The HIMARS, pictured above from a US Army exercise, can hit targets at a range of 70 km using the Multiple Launch Rocket System Family of Munitions, both guided and unguided, and 300 km with the MGM-142 Army Tactical Missile System. (US Army/Sgt 1st Class Steven Queen)

The US Department of State has approved the possible Foreign Military Sales (FMS) of M142 High-Mobility Artillery Rocket Systems (HIMARSs) and related equipment to the Australian government for an estimated cost of USD975 million.

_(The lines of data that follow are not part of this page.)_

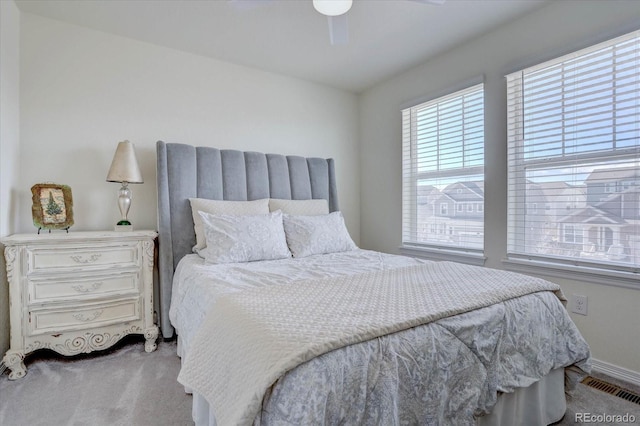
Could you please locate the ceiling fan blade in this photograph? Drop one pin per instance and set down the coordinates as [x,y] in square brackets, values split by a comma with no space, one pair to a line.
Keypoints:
[430,1]
[338,29]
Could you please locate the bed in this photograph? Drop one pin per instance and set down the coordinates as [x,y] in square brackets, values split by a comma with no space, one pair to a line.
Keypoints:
[322,332]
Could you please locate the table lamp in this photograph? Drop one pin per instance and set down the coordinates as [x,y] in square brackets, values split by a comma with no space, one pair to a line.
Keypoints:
[124,169]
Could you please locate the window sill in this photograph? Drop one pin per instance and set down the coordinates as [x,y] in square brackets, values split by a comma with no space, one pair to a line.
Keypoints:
[576,273]
[440,254]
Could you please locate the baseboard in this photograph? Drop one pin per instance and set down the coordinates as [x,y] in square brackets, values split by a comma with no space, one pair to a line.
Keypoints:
[616,372]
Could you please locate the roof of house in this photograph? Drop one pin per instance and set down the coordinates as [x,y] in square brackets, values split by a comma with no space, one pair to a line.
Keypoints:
[610,175]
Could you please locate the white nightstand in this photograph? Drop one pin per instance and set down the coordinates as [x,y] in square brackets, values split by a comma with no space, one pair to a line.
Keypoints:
[78,292]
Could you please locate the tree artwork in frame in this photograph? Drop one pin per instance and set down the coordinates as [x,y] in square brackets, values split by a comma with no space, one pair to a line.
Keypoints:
[52,206]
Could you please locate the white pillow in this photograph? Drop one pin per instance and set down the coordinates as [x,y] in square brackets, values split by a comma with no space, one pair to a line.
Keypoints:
[232,239]
[236,208]
[299,207]
[307,235]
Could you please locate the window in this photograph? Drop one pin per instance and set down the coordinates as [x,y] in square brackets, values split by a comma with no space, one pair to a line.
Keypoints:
[442,166]
[574,141]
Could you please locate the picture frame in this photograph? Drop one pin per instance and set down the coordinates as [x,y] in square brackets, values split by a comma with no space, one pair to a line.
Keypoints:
[52,206]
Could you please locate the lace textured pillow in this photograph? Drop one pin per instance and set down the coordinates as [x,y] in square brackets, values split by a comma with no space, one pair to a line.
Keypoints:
[307,235]
[232,239]
[236,208]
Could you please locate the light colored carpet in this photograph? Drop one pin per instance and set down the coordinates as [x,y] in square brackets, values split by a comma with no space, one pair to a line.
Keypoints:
[121,386]
[127,386]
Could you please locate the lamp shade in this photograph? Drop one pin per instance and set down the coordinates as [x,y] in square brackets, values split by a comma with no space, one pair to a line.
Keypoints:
[124,167]
[332,7]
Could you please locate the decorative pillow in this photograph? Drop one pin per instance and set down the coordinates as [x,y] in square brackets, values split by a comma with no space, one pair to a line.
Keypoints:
[232,239]
[236,208]
[307,235]
[299,207]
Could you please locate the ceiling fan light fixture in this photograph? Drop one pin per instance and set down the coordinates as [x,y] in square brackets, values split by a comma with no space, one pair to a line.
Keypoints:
[332,7]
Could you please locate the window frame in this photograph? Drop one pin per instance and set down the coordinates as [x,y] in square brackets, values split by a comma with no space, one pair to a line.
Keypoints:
[614,273]
[435,251]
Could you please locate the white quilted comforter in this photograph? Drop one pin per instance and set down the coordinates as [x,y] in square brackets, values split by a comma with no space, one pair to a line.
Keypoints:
[421,342]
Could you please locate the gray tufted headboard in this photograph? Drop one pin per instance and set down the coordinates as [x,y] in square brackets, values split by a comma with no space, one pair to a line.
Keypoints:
[185,171]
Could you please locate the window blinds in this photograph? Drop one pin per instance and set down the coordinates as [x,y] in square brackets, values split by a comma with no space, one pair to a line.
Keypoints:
[443,172]
[574,157]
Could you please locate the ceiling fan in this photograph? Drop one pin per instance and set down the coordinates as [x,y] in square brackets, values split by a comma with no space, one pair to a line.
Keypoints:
[336,11]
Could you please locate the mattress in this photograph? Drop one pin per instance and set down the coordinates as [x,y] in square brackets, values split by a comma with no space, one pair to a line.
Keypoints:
[448,370]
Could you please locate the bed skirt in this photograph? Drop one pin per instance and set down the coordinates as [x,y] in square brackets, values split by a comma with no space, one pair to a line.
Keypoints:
[542,403]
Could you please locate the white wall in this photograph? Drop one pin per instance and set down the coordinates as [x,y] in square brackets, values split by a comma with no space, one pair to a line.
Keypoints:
[9,142]
[83,91]
[612,327]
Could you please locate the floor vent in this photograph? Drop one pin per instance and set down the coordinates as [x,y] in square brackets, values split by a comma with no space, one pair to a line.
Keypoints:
[612,389]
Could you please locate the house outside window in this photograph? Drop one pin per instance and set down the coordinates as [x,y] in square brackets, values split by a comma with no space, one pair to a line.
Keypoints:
[443,171]
[574,144]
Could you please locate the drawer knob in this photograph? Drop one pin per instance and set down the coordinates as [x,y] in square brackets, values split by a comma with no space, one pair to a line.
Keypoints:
[82,259]
[81,288]
[86,318]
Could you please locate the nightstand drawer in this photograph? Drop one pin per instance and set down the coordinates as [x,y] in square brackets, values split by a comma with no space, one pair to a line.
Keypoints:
[83,317]
[47,259]
[83,288]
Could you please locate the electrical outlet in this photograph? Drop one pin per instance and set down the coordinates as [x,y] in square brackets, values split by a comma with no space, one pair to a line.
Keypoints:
[579,304]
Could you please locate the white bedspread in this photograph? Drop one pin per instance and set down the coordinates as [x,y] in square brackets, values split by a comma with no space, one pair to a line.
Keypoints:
[197,285]
[252,337]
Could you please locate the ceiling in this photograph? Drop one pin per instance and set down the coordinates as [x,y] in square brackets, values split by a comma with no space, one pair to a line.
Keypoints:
[289,37]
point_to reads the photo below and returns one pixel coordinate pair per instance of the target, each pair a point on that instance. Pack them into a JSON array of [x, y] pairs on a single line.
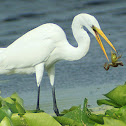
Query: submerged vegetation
[[13, 113]]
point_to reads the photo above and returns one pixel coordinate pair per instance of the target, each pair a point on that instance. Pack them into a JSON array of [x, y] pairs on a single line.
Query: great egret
[[43, 46]]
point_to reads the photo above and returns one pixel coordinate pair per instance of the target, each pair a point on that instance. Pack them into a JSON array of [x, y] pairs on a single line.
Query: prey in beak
[[97, 32]]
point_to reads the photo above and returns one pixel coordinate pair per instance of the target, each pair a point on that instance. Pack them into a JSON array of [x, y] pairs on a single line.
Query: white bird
[[43, 46]]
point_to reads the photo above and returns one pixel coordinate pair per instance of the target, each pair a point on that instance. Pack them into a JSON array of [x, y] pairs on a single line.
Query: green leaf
[[34, 111], [67, 121], [5, 111], [108, 121], [97, 118], [6, 122], [18, 120], [40, 119], [75, 115], [69, 110], [118, 95], [107, 102]]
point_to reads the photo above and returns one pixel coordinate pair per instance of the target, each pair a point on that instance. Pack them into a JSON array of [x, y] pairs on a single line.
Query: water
[[74, 80]]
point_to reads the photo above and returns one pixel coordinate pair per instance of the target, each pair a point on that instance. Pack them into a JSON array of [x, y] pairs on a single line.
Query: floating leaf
[[5, 112], [6, 122], [107, 102], [108, 121], [67, 121], [17, 120], [118, 95], [40, 119]]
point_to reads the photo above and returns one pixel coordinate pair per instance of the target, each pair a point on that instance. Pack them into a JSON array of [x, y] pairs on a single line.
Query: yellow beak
[[97, 32]]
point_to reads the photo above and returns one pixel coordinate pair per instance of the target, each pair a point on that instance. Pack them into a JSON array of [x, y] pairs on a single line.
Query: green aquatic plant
[[13, 113]]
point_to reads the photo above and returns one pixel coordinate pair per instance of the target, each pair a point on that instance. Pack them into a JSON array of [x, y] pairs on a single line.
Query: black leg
[[55, 108], [37, 107]]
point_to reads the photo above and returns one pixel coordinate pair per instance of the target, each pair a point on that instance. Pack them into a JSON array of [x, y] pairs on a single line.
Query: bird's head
[[93, 26]]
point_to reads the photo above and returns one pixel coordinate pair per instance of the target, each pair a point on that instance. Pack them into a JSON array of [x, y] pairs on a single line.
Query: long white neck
[[82, 39]]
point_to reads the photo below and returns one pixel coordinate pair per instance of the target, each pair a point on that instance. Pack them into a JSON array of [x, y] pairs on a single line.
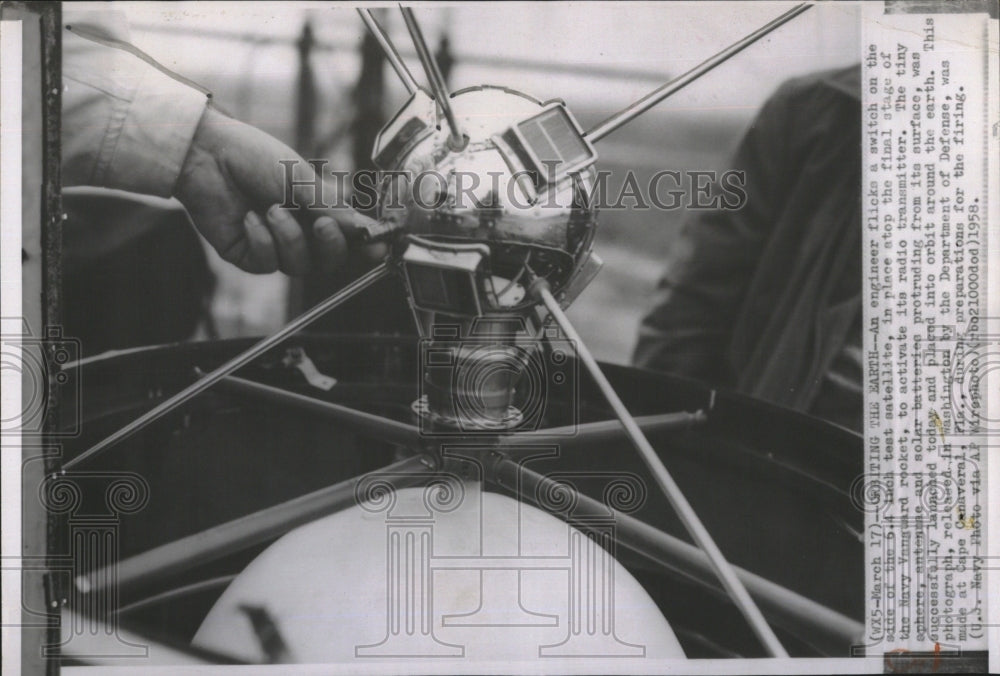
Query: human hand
[[232, 184]]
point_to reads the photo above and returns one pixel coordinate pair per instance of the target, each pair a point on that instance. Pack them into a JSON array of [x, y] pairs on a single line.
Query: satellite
[[487, 205]]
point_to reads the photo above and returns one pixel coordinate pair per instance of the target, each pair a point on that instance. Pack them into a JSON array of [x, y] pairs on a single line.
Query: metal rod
[[379, 427], [390, 49], [247, 531], [813, 622], [434, 77], [233, 364], [540, 289], [604, 431], [651, 99]]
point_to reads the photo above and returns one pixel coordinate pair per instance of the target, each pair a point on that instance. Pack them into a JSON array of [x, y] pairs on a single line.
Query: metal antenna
[[457, 139], [390, 50], [732, 584], [639, 107], [233, 364]]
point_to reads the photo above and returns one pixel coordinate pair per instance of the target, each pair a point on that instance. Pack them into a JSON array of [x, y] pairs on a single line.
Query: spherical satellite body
[[487, 195], [506, 200]]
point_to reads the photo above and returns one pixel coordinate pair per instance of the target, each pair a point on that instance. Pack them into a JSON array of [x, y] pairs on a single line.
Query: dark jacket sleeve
[[714, 257]]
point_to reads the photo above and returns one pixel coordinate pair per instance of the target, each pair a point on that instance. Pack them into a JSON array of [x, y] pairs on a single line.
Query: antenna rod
[[390, 50], [732, 584], [243, 358], [651, 99], [457, 139]]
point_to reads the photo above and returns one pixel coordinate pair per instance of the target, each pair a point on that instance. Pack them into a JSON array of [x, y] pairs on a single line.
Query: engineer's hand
[[232, 185]]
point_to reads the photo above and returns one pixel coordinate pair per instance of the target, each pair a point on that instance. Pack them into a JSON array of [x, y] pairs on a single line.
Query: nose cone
[[461, 574]]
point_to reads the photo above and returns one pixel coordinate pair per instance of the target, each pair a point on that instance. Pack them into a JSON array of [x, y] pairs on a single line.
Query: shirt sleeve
[[126, 124], [713, 259]]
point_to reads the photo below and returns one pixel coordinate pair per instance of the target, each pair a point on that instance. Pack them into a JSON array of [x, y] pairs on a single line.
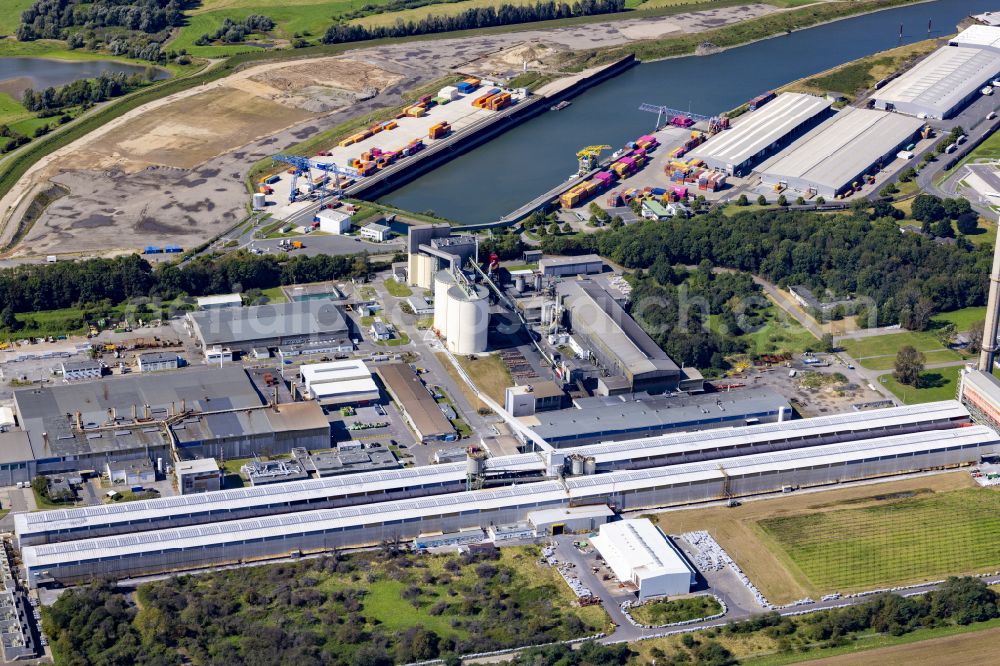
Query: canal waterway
[[18, 74], [503, 174]]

The US Defense Security Cooperation Agency (DSCA) announced on 18 August that Canberra has requested to buy 22 HIMARS, along with 60 M30A1 Guided Multiple Launch Rocket System (GMLRS) alternative warhead (AW) pods with insensitive munitions propulsion system (IMPS), 40 M31A1 GMLRS Unitary (GMLRS-U) high-explosive (HE) pods with IMPS, 66 M30A2 extended range (ER)-GMLRS AW pods, and 24 M31A2 ER GMLRS-U HE pods.

Australia also requested to buy reduced-range practice rocket (RRPR) pods, intercom systems to support the HIMARS launcher, M1084A2 HIMARS resupply vehicles (RSVs), trailers, 9300-SL60TN forklift, side loader, radio/communication mounts, machine gun mounts, wheel guards, ruggedised laptops, along with US government technical assistance, training, and other related elements of logistics and programme support.

The DSCA said it had notified Congress of the possible sale of HIMARS and related equipment. β€œThe proposed sale will improve Australia's capability to meet current and future threats, and will enhance interoperability with US forces and other allied forces. Australia will use the capability to strengthen its homeland defence … and will have no difficulty absorbing this equipment into its armed forces,” the DSCA added.